Former Union Minister Arun Shourie on Monday, in a sharp attack against the Narendra Modi government, accused it of “managing economy means, managing the headlines” and added that “people have started recalling the days of former Prime Minister Manmohan Singh.”
At the launch of ‘Turn of The Tortoise’, a book written by former Business Standard Editor-in-Chief T N Ninan, Shourie, as part of a panel discussion, expressed his views on the differences between the past and present governments. Shourie said, “there is a clearer belief (in the present dispensation) that managing economy means managing the headlines and this is not really going to work.”
The former minister in Vajpayee government said, “I feel there was never a weaker PMO as now. There has never been as great a centralisation of functions, not power, of functions in PMO as now. …If fellows don’t have the domain expertise that Brajesh Mishra had, L K Jha had, all these principal secretaries had, then things get stuck.”
Also, taking a shot at the banking sector, he added, “If you see impediments that were there in tax administration, there is virtually no change… Banking reform has been delayed by a year and a half for no reason. So, this tortoise is very generous metaphor. Ye to so hi jata hai (this tortoise goes to sleep).”
He claimed that industrialists are afraid of speaking against the government. “The industrialists who meet the Prime Minister don’t speak whole truth. After meeting the PM, they wonder what is happening and say ‘please do something’. And in front of media they give the government 9 out of 10,” Shourie claimed.
What Shourie does is make claims on behalf of industrialists and their perceived issues. But he fails to give any concrete argument or an example of failure of administration and instead, takes shots at the beef ban issue (“the Congress plus a cow” comment) as the NDA Government’s key trick to delusion people.
Speaking at the same event, Chief Economic Advisor Arvind Subramanian said “India is a country which is not following the normal economic development model… India is growing by defying its comparative advantage,”

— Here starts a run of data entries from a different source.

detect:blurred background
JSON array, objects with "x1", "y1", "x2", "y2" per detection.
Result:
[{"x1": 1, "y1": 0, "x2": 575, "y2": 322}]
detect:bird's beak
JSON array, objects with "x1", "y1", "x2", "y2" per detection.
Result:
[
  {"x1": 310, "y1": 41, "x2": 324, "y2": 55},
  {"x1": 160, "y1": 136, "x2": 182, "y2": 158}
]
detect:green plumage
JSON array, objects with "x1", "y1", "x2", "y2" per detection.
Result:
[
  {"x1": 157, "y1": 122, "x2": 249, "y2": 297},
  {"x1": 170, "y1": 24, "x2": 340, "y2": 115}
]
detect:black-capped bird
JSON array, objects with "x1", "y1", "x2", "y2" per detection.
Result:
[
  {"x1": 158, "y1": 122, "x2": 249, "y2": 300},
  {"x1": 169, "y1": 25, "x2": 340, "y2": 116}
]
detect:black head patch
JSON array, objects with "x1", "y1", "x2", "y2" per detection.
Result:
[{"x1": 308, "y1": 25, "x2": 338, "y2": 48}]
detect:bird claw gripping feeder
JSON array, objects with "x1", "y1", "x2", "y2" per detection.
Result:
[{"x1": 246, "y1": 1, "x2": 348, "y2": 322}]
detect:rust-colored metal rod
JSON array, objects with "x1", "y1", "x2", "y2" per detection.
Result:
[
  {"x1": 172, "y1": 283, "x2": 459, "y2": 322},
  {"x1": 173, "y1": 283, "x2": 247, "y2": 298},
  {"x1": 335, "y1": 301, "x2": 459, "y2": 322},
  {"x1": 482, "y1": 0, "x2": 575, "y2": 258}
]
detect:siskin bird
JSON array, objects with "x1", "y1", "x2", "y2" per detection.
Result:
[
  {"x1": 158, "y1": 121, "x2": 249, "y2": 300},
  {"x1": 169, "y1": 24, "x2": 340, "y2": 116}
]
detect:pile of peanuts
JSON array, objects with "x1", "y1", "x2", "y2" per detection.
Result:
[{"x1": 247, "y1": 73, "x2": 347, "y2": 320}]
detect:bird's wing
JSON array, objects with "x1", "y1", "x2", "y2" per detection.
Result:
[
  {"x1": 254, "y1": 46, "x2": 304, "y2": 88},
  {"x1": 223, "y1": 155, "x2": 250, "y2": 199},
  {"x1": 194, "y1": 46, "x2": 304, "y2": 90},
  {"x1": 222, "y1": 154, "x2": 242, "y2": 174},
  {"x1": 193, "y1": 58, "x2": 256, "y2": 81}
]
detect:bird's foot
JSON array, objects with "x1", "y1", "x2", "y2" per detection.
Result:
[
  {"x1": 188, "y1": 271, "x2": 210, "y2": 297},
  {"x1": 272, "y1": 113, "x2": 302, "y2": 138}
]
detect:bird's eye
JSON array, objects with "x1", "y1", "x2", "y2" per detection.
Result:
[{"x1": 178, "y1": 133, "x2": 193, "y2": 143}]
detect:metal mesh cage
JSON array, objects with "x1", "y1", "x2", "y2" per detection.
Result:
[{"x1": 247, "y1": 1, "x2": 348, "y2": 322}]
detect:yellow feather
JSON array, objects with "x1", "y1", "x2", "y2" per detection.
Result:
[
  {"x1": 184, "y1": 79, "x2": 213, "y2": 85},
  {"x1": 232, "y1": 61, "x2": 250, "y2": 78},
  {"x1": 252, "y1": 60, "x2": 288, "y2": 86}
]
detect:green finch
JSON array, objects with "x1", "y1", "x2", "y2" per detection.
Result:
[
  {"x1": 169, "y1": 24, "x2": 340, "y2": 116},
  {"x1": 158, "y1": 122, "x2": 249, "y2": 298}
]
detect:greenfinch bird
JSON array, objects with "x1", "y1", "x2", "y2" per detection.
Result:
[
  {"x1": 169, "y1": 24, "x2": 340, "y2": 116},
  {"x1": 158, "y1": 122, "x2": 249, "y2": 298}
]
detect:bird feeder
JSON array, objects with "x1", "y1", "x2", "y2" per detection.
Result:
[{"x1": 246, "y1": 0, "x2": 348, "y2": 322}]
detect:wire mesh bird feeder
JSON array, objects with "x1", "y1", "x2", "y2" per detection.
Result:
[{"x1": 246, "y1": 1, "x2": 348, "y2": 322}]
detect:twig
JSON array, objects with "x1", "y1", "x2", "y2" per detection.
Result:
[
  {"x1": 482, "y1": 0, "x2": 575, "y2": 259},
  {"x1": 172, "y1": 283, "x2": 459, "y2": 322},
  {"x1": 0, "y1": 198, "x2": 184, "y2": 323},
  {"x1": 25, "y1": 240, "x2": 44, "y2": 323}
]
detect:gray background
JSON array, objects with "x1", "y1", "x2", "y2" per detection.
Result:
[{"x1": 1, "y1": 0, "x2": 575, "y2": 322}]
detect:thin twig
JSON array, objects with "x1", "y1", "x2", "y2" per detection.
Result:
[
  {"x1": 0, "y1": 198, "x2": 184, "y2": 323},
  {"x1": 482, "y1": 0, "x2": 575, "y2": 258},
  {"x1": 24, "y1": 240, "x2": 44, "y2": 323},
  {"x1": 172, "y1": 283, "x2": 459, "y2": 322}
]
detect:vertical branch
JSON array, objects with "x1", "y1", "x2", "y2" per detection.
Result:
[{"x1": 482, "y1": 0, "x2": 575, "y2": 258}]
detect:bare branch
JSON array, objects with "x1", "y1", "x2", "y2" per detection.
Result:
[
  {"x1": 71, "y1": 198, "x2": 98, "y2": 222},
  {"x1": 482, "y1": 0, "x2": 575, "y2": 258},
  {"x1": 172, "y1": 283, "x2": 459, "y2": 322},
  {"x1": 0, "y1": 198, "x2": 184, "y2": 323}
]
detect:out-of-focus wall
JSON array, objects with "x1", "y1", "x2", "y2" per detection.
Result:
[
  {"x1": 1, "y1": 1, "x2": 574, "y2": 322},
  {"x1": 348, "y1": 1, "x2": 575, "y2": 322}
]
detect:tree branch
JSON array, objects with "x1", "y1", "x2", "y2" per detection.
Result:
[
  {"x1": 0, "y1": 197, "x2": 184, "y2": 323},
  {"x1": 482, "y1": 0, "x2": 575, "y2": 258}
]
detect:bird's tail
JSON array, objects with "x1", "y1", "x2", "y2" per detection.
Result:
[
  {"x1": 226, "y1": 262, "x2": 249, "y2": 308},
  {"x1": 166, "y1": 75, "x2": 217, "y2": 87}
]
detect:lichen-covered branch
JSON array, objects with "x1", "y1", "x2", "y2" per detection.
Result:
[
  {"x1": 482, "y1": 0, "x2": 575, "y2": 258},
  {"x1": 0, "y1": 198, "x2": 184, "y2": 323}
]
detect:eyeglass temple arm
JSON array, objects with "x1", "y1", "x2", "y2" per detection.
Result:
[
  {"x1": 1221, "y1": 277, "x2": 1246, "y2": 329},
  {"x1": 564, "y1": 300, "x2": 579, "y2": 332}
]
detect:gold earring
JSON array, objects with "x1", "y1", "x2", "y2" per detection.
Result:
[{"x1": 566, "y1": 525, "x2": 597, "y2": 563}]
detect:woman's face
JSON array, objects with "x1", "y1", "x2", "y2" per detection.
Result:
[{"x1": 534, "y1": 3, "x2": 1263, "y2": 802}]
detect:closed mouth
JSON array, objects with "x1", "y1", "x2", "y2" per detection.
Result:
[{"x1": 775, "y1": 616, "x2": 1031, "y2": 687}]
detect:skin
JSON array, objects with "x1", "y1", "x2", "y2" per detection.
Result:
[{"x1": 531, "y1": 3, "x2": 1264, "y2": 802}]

Shourie, on the government’s relationship with the states and the opposition, said, “One thing that has surprised me about the government is its timidity. Slight opposition comes and the reform is dropped… In my head I would say please befriend, please impress… You cannot get up every morning and get into a boxing match.”
Former Foreign Secretary Shyam Sharan, also a panelist in the event, criticized, “In terms of actual execution, we are slipping into an event mode rather than a process mode. There is a sense that we are moving from one big event to another big event; moving from one very successful visit to another successful visit and not paying enough attention on the process.”
Responding to these criticisms, Chief Economic Advisor Arving Subranamian, also a part of the discussion said, the tenor of Shourie’s criticism misrepresents economic stability that “we have achieved.”